La costruzione della pace è un processo lungo, che in questo momento storico si presenta come particolarmente frastagliato. È su questo che è necessario ogni sforzo, in particolare delle giovani generazioni: una società pacifica è una società sicura e inclusiva, basata sui diritti e sulla costruzione del Bene comune.
Chi lavora per una società di pace è lontanissimo da una idea di ‘inazione’ o di tolleranza per la gravissima violazione del diritto internazionale verificatasi con l’invasione dell’Ucraina. Chi lavora per una società di pace è impegnato ora sull’accoglienza di chi fugge dall’Ucraina, ma lo era ieri, e lo è ancora, ad accogliere chi fugge dall’Afganistan o dalla Siria; ed è impegnato in ciascuno di questi paesi – e molti altri – nel camminare insieme alle comunità locali per costruire strade di cittadinanza e dignità in società complesse e polarizzate spesso proprio a causa dell’intervento di chi conduce il gioco a livello globale.
Chi fa differenze fra profughi di diverso colore e provenienza e ha magari attivamente operato affinché le differenze si radicassero profondamente nelle leggi del nostro Paese, chi mette in competizione le spese per ‘gli italiani’ con quelle per l’accoglienza e la solidarietà internazionale, non sta lavorando per la Pace.
La pace va oltre, perché deve guardare tutti, e deve guardare lontano. Deve guardare un orizzonte vicino, nel costruire un cammino di fratellanza e prossimità. Deve sapere che le radici delle ingiustizie sono spesso lontane dai nostri occhi.
Si tratta, soprattutto, di prendere coscienza che tutto ciò ci riguarda profondamente. In primo luogo non possiamo tollerare di vedere la dignità umana e i diritti più essenziali violati con la sofferenza di tante sorelle e fratelli in guerre che ci vengono sbattute di fronte agli occhi, in tantissime altre troppo lontane o troppo lunghe per ferire ancora la nostra sensibilità.

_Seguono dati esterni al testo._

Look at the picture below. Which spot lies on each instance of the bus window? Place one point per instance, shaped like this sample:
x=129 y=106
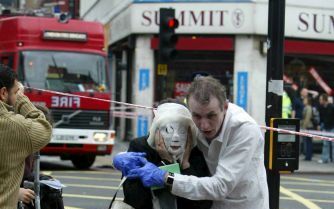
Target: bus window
x=7 y=59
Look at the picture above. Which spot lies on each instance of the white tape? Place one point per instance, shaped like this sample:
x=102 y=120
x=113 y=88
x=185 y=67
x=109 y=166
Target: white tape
x=276 y=87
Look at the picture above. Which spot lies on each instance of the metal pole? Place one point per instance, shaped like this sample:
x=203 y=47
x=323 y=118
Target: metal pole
x=36 y=180
x=274 y=86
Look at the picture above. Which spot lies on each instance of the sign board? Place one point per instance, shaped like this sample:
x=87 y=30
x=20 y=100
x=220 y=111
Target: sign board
x=162 y=69
x=222 y=17
x=144 y=79
x=242 y=89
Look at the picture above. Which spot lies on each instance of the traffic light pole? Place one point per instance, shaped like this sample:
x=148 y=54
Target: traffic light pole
x=167 y=43
x=274 y=86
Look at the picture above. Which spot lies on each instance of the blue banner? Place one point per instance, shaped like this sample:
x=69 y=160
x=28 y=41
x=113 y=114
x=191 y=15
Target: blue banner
x=144 y=79
x=242 y=89
x=142 y=126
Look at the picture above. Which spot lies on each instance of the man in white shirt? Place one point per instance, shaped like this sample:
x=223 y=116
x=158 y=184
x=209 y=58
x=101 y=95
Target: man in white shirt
x=232 y=145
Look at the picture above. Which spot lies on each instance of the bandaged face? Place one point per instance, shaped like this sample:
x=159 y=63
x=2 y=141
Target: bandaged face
x=175 y=138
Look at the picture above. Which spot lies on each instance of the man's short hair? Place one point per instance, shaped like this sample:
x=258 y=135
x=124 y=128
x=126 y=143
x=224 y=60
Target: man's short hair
x=205 y=86
x=7 y=77
x=324 y=97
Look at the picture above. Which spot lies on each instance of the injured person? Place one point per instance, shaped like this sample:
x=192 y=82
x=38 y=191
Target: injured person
x=171 y=144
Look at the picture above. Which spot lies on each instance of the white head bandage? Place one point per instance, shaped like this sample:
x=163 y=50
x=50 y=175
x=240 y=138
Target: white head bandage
x=173 y=121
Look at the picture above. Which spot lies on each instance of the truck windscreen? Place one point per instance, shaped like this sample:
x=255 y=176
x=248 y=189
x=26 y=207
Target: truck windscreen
x=65 y=71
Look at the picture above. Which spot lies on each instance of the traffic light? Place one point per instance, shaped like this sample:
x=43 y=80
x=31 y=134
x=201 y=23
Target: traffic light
x=167 y=36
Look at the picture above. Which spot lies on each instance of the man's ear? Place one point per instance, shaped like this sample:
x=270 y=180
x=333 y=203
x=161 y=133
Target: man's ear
x=3 y=93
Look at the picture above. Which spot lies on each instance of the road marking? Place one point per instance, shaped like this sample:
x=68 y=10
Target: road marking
x=90 y=197
x=311 y=191
x=306 y=179
x=92 y=186
x=307 y=183
x=88 y=178
x=47 y=172
x=299 y=198
x=113 y=173
x=313 y=200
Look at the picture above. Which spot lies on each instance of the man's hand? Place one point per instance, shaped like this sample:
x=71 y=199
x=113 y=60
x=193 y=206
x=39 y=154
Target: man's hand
x=21 y=88
x=127 y=161
x=161 y=148
x=185 y=161
x=150 y=175
x=26 y=195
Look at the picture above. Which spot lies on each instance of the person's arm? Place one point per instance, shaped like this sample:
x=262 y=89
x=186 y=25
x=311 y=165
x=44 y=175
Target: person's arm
x=26 y=195
x=231 y=167
x=35 y=126
x=133 y=187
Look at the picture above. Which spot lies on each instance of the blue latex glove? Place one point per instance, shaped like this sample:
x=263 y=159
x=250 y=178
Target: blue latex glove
x=150 y=175
x=127 y=161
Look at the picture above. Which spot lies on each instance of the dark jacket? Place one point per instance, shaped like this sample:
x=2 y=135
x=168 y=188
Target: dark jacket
x=139 y=197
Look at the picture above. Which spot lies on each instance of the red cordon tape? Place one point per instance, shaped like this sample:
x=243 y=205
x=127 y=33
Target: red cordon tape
x=132 y=116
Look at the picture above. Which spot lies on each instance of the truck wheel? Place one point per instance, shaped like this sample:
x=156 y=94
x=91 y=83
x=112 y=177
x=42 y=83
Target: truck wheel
x=83 y=161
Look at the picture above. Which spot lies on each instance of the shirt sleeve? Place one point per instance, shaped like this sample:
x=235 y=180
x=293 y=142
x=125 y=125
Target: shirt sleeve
x=232 y=165
x=37 y=128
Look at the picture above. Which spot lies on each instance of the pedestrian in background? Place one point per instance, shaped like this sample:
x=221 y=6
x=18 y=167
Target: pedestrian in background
x=24 y=131
x=326 y=111
x=232 y=145
x=307 y=124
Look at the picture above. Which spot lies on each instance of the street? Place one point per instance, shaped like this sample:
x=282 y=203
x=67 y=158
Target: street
x=94 y=188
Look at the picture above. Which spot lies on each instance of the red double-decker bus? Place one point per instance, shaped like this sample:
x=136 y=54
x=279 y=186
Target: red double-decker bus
x=64 y=56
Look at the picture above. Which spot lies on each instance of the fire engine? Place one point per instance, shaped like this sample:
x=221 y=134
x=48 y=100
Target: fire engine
x=64 y=55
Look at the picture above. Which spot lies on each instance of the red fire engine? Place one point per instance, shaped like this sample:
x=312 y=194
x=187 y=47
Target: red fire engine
x=65 y=56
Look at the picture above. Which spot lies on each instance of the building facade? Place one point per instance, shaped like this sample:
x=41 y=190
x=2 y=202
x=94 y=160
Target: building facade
x=225 y=39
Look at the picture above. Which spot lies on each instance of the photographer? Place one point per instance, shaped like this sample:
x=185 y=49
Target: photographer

Nella consapevolezza che per costruire una società di pace occorre partire da lontano e andare lontano.
È l’impegno di tutti per una Pasqua di speranza: cominciare a costruire una ‘pace a pezzetti’, per un mondo dove la guerra non sia più vista come inevitabile, dove si lavora per una società più giusta.
Dove la Vita trionfa ogni giorno sulla Morte.